En fait, face aux faits et aux preuves, à quoi sert-il donc de parler ? « Les mots sont vains face à ce dont nous sommes témoins. Il faut se taire et laisser parler les faits », se contente ainsi de dire Marwan Hamadé. « Tout ce que nous voyons et entendons aujourd'hui prouve combien nous avons eu raison de réclamer et de soutenir le TSL », souligne pour sa part Samy Gemayel. Aucune passion. Il n'y avait pas de place pour les passions hier, à La Haye. Même en présence d'un ancien directeur de la Sûreté générale et pôle du 8 Mars venu se positionner en victime du TSL, pour banaliser l'événement et détourner l'attention du drame originel... Non. Juste un besoin humain de sortir des limbes, de respirer, d'entrer dans une sorte de lumière régénératrice – message d'ailleurs véhiculé depuis deux jours par Saad Hariri devant les journalistes dans la capitale administrative néerlandaise.
Deux questions
Cependant, en dépit des réserves du 14 Mars politique à anticiper sur la justice, la première séance du TSL soulève immanquablement des questions politiques incontournables.
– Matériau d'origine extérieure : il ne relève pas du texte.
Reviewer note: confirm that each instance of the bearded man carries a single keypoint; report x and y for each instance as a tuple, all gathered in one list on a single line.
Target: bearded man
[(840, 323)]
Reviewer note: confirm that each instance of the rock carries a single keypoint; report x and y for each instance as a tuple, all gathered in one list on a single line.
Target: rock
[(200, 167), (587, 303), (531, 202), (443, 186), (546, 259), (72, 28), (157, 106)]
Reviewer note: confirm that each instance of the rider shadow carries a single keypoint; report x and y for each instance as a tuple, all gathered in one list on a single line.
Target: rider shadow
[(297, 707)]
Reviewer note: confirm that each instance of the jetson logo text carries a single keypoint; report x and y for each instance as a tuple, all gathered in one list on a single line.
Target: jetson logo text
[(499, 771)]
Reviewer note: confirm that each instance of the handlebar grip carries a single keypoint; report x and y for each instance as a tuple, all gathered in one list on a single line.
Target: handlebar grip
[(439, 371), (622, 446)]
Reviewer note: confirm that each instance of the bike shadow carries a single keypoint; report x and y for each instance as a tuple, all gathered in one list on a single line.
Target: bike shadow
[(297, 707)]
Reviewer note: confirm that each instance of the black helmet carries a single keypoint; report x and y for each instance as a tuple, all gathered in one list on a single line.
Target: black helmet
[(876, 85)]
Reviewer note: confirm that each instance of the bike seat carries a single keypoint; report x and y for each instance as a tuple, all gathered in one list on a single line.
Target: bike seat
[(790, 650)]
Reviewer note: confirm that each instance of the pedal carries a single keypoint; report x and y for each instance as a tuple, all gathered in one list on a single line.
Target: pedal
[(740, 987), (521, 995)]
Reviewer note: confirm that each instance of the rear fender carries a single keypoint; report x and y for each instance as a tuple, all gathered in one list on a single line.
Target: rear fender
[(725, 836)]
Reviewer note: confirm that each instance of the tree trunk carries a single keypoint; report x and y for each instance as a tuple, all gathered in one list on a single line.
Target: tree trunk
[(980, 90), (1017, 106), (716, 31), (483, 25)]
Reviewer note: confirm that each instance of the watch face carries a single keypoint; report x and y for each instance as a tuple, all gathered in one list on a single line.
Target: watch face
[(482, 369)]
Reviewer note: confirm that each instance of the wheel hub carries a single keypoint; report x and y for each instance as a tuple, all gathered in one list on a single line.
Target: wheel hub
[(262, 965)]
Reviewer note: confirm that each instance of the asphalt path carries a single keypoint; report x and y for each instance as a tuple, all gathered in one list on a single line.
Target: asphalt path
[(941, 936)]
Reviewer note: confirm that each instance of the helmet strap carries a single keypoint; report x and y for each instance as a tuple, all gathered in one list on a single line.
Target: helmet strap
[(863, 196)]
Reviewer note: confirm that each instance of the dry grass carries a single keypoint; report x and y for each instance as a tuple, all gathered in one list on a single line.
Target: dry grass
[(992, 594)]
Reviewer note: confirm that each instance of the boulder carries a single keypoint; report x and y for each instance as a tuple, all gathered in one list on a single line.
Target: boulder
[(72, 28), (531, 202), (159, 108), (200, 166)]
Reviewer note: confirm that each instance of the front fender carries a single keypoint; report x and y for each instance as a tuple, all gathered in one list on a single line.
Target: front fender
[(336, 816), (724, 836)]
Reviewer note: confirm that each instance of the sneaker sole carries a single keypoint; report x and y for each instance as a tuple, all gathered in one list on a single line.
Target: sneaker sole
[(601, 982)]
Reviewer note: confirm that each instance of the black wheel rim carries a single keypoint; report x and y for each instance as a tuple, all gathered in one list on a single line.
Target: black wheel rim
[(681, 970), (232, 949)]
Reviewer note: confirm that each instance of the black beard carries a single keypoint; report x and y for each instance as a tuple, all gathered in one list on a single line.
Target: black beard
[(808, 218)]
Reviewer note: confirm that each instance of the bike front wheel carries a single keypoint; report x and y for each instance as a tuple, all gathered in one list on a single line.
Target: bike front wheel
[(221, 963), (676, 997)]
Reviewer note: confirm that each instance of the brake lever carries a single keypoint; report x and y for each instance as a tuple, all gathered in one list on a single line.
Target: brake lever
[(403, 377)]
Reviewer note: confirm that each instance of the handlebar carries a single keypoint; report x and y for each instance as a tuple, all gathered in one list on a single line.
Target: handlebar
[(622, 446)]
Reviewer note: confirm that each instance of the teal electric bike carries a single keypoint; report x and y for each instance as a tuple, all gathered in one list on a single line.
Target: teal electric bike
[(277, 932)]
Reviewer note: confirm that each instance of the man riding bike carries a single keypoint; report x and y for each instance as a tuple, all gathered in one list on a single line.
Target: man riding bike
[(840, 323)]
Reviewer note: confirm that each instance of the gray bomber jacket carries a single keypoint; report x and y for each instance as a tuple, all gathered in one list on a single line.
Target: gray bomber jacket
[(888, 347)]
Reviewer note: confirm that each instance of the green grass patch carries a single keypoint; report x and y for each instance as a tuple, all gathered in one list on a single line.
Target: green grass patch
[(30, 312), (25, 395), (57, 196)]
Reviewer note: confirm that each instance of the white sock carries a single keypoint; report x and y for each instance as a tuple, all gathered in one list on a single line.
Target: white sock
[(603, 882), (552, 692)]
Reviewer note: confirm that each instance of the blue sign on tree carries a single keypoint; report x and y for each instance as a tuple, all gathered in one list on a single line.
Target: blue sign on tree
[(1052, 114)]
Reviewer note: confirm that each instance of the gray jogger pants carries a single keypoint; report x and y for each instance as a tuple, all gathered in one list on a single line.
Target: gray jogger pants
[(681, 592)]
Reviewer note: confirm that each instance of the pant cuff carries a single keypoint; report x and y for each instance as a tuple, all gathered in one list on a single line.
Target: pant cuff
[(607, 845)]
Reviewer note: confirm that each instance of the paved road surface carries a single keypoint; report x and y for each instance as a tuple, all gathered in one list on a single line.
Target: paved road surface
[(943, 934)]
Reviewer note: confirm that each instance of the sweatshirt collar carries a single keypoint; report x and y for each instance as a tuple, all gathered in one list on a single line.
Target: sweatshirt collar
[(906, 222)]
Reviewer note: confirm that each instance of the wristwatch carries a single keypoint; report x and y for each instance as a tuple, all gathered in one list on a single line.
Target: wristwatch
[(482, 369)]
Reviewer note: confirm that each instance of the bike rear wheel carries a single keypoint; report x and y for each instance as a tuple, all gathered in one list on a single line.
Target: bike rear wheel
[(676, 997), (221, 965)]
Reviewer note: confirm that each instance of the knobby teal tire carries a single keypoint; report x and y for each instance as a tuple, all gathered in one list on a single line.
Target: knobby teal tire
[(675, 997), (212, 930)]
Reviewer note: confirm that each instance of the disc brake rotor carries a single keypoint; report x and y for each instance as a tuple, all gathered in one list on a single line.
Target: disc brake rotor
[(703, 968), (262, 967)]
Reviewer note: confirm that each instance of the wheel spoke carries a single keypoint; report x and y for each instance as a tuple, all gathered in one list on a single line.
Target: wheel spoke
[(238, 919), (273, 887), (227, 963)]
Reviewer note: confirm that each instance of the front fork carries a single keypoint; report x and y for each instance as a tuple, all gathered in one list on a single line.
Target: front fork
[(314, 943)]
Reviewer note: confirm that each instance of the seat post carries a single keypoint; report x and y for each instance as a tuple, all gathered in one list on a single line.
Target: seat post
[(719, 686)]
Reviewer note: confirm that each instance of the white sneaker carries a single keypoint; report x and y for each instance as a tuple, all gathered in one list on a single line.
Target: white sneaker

D'abord, selon l'acte d'accusation, qui se base sur les données téléphoniques, c'est à partir du 1er octobre 2004 que les assassins ont mis en branle leur complot pour tuer Rafic Hariri ; soit un mois après l'adoption de la résolution 1559 du Conseil de sécurité de l'ONU. Une résolution dont les deux principales parties lésées, le régime syrien et le Hezbollah, faisaient justement assumer la pleine responsabilité à Hariri et son équipe. Rafic Hariri a-t-il donc été assassiné par les adversaires de la résolution 1559, laquelle recréait un parapluie international pour le Liban, perdu depuis la 520, et réclamait le retrait des forces d'occupation syriennes du Liban et le désarmement des milices illégales ? N'est-ce pas d'ailleurs en raison de cette même volonté de remettre le Liban sous protection internationale que Mohammad Chatah a été assassiné il y a quelques jours ?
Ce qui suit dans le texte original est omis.